Signing it would be another layer of security, so a checker can quickly spot a fake proof before bothering to check the attestation. It also signs the date, should a checker want a recent proof to perhaps prove they are not in possession of a stolen proof.

The checker could potentially ask for a nonce to be included in the proof. This could happen between websites, where one site reaches out to another for a proof to be made.

The end user could paste a URL into a website wanting proof of age, and the website then gets the URL and tacks on a nonce or just checks the timestamp is less than a few seconds old.
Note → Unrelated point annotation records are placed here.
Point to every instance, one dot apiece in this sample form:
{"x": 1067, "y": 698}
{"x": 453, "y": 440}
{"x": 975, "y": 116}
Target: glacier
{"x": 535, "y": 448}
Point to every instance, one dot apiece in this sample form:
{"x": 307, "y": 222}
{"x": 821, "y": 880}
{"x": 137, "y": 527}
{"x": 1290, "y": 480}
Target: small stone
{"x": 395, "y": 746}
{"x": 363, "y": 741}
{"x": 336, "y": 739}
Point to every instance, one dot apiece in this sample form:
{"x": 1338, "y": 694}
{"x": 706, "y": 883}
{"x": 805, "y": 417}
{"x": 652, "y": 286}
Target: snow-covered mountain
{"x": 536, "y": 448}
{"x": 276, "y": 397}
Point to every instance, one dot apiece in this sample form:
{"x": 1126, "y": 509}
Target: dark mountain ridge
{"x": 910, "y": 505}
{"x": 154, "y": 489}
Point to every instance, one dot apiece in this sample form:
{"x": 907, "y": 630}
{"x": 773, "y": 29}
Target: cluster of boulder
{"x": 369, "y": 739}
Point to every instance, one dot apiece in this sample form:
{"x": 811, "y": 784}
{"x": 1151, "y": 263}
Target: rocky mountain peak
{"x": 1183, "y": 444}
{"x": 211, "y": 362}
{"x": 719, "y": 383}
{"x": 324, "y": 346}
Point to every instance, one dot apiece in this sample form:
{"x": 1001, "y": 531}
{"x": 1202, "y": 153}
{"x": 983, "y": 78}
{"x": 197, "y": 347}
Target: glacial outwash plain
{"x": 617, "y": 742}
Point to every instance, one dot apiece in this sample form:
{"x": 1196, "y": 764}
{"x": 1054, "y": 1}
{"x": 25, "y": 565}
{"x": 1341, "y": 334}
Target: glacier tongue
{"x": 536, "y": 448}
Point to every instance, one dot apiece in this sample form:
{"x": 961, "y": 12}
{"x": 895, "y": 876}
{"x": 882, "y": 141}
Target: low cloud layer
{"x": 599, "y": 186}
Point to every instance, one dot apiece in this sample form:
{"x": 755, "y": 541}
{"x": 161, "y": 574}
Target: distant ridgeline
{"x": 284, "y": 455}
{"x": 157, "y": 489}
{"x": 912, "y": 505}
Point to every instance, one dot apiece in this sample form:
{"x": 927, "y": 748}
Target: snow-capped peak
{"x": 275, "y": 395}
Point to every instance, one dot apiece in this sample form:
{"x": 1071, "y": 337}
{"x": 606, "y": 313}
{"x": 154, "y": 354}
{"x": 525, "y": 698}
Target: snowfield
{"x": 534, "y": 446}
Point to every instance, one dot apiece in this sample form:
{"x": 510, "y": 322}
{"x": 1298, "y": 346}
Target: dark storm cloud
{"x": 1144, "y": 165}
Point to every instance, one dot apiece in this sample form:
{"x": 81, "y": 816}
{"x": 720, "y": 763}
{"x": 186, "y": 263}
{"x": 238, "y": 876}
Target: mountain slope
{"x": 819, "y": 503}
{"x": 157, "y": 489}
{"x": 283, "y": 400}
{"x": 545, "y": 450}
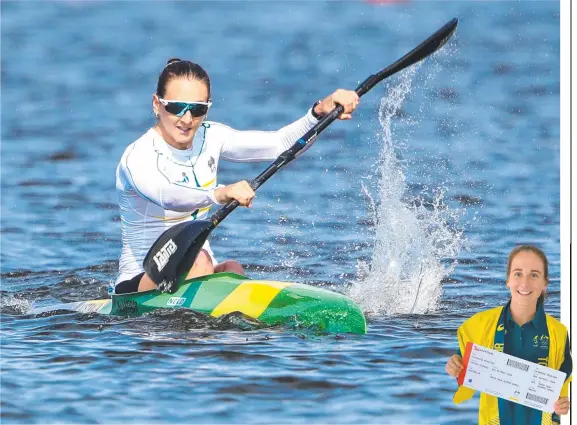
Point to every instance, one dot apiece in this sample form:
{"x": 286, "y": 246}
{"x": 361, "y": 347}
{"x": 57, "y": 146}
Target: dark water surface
{"x": 475, "y": 143}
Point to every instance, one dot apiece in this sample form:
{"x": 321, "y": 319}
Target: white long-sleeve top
{"x": 159, "y": 186}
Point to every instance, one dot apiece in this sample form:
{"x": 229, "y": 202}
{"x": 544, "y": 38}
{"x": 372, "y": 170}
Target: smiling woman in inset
{"x": 522, "y": 329}
{"x": 169, "y": 175}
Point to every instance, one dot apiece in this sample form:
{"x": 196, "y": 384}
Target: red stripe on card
{"x": 466, "y": 357}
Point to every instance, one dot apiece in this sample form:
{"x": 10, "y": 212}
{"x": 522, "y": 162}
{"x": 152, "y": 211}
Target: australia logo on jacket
{"x": 541, "y": 341}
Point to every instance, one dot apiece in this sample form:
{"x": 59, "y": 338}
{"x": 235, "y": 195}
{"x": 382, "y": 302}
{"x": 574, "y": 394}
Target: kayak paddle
{"x": 174, "y": 252}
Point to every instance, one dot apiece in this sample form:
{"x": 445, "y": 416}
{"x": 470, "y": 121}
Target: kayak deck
{"x": 270, "y": 302}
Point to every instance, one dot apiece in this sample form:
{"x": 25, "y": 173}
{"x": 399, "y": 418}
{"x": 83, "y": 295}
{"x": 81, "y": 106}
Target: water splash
{"x": 11, "y": 305}
{"x": 415, "y": 234}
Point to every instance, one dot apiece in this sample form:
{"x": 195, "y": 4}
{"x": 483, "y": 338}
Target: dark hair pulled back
{"x": 178, "y": 68}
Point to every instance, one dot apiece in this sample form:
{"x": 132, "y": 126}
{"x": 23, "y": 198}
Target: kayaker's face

It would have the added reassurance of SSL.

The idea is that someone who has had their ID verified and attested can simply paste a URL into websites to buy beer, weapons and financial services.

luke · June 3, 2025, 3:43pm

Note - The signed JWT envelope version does not allow a technical end user to manually open the file and redact leaf data and salts in order to make their own selective reveal proof, since it would invalidate the signature. This could be done with a text editor or even a tool for nontechnical folks.
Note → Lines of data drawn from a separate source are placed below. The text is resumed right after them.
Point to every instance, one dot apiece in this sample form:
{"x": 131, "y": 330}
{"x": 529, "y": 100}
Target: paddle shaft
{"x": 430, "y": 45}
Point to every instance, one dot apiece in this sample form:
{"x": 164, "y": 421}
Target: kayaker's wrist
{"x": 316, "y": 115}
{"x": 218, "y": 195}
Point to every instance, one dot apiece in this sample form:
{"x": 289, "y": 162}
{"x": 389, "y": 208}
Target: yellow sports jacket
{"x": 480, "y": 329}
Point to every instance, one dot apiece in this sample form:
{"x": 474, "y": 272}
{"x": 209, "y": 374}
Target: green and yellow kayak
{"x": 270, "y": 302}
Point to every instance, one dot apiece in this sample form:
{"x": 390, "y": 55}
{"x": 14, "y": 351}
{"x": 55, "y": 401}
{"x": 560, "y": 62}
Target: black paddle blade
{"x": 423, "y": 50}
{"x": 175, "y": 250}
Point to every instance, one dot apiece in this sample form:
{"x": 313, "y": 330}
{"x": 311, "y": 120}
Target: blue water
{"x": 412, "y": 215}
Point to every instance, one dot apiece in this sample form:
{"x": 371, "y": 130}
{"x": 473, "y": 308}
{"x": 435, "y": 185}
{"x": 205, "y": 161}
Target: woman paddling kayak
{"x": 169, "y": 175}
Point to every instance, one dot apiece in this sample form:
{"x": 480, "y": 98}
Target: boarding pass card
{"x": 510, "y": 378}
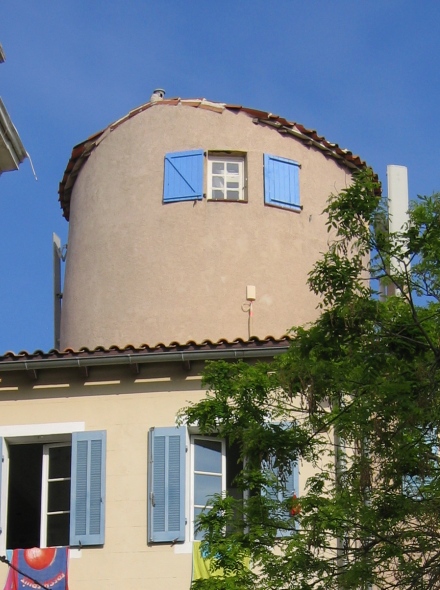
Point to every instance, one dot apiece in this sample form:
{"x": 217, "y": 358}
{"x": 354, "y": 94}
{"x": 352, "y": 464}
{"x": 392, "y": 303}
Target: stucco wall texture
{"x": 140, "y": 271}
{"x": 126, "y": 406}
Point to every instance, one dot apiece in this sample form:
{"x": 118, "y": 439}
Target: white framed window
{"x": 208, "y": 473}
{"x": 226, "y": 179}
{"x": 55, "y": 495}
{"x": 52, "y": 484}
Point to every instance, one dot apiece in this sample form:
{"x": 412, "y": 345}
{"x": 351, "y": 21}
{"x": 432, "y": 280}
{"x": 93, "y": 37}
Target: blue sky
{"x": 366, "y": 75}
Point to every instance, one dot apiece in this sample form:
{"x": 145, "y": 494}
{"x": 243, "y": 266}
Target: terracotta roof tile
{"x": 131, "y": 354}
{"x": 309, "y": 136}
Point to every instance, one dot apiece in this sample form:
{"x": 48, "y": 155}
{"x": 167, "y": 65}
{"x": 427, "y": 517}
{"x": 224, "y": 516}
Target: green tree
{"x": 357, "y": 398}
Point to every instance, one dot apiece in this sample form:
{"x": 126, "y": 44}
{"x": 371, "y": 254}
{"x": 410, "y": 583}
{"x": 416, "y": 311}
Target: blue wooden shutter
{"x": 183, "y": 176}
{"x": 284, "y": 495}
{"x": 87, "y": 501}
{"x": 281, "y": 182}
{"x": 166, "y": 485}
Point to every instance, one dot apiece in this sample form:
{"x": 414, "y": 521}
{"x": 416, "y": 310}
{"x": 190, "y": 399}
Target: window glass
{"x": 207, "y": 455}
{"x": 225, "y": 178}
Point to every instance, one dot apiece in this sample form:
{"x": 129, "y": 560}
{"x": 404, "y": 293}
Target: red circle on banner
{"x": 38, "y": 558}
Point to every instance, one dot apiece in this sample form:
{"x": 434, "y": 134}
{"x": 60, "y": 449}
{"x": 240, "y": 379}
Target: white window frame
{"x": 193, "y": 472}
{"x": 45, "y": 490}
{"x": 215, "y": 158}
{"x": 28, "y": 434}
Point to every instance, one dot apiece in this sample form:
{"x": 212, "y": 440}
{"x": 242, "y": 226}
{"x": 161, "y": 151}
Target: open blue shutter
{"x": 183, "y": 176}
{"x": 281, "y": 182}
{"x": 87, "y": 501}
{"x": 166, "y": 485}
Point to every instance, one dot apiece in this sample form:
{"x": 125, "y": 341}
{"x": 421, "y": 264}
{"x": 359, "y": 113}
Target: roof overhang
{"x": 310, "y": 137}
{"x": 12, "y": 151}
{"x": 115, "y": 356}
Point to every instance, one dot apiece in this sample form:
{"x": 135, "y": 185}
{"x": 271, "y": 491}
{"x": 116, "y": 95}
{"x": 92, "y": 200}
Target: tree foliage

It depends whether the signed JWT envelope version is especially beneficial, vs. the desirability of self-selected proofs.

One big reason for self-selected proofs is that the user would no longer rely on the availability or payment to the original proving service (my Zipwire app) to generate proofs revealing different data. This is quite important.

Possibly both designs might work. A consumer/reading such a proof could be written to specifically want the signed version, or it could accept the dis-enveloped object (or ignore it).

luke · June 5, 2025, 2:57pm

A nice feature of this design is the ability to paste it directly into an LLM and have it:

decode the hashed text values
write code to check the root
future - MCP check the attested hash

Currently has mixed results. Cursor worked well. ChatGPT canvas needed a gentle nudge to get it to not try and do something with the salts, but it worked!

That makes it highly portable and usable.